Spark Streaming : How to make spark distribution of RDD's across cluster

We have a spark streaming application running on a cluster managed by the yarn ..i see the job is very slow and see uneven distribution

as shown in the picture where i have highlighted one node taking most of rdd's




From research found that we can repartition or colasace ...but little lost on which one to use ...

Would grealty appreciate if any of the experts in the community will help out as we are new to Spark



Posts: 642
Topics: 3
Kudos: 119
Solutions: 67
Registered: ‎08-16-2016

Re: Spark Streaming : How to make spark distribution of RDD's across cluster

Can't see the pic yet (mods need to approve it).

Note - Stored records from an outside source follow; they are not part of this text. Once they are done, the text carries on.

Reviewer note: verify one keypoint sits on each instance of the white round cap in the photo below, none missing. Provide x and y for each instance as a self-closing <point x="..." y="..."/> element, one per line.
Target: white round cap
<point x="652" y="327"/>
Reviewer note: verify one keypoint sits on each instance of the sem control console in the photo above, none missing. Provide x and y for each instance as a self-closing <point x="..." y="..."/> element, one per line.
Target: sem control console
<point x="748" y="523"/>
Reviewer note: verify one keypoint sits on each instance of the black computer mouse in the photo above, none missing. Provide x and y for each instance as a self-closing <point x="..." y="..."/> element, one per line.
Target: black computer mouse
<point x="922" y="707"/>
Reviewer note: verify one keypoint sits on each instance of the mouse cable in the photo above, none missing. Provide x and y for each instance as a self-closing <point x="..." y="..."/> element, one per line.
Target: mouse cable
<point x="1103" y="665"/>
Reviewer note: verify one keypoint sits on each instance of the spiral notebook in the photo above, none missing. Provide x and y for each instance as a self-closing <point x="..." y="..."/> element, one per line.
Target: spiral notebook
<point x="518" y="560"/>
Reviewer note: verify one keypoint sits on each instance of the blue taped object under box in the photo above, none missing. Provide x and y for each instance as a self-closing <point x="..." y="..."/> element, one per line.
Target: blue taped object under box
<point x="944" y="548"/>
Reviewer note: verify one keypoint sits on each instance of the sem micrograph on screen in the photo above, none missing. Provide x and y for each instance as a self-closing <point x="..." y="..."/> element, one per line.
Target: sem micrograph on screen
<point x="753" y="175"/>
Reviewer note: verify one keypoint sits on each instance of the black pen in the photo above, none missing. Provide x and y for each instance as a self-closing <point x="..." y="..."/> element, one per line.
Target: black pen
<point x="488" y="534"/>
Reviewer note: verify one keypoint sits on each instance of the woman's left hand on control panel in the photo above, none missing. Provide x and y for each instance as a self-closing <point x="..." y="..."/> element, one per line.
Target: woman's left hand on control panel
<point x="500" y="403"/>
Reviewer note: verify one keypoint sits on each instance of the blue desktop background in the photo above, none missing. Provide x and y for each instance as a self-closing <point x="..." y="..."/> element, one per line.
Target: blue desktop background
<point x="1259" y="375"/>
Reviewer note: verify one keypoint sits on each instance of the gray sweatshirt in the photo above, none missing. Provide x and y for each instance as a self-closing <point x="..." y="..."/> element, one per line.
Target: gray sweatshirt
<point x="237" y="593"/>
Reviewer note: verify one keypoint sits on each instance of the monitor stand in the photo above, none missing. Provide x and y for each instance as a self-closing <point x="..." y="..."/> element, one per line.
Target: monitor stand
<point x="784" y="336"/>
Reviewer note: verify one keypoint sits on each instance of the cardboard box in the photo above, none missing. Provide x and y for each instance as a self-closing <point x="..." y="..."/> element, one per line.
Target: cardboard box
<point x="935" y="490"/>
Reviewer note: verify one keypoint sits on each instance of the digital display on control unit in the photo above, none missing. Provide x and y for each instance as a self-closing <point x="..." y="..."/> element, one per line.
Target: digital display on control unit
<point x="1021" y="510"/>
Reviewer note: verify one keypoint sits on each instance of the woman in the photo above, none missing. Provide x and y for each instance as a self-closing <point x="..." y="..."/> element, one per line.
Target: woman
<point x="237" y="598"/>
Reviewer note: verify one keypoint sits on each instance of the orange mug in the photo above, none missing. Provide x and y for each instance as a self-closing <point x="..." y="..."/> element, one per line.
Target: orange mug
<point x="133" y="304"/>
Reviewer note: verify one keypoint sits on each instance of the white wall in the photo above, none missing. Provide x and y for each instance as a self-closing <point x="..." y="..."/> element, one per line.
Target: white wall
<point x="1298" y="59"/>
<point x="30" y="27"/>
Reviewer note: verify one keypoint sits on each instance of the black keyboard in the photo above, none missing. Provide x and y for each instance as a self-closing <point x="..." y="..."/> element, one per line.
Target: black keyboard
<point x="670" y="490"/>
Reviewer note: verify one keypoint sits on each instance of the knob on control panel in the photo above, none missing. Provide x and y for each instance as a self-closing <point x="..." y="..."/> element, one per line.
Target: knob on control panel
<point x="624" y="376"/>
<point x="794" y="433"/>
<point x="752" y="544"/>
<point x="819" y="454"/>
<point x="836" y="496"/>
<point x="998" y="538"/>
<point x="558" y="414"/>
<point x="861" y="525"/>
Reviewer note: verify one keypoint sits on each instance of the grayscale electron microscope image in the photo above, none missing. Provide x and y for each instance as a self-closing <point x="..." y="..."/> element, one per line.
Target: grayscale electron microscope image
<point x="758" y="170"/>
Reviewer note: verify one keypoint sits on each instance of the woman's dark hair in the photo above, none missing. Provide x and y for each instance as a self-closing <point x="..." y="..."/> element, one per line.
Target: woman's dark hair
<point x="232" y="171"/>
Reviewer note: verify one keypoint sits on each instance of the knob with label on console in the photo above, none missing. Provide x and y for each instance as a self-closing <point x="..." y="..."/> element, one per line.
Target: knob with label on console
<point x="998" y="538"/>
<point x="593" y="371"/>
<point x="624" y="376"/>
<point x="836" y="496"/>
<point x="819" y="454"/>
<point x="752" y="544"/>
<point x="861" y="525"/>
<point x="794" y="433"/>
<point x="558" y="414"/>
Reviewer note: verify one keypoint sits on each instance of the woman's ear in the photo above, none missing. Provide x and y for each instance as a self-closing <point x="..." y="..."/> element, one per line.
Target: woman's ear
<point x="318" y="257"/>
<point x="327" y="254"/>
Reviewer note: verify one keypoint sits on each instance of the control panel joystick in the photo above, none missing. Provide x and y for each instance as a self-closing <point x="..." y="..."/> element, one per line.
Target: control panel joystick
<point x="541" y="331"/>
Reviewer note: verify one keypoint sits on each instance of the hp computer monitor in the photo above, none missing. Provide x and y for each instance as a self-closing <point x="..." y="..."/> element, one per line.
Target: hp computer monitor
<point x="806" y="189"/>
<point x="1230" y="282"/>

Both methods change the number of partitions. Repartition is usually used to increase the number while coalesce reduces it. The major difference is in the shuffle. Repartition, or increasing the number of partitions, will always induce a shuffle operation. Coalesce can also but has the change to not if it is able to collapse multiple partitions within the same executor, if not it will shuffle the data off.

Shuffle, as always, is an expensive operation. So you must determine if the cost is worth for the overall job performance.

Can you share the number of executors, number of partitions, number of workers, and any other stats around this to help better understand what is happening since the pic is not available yet?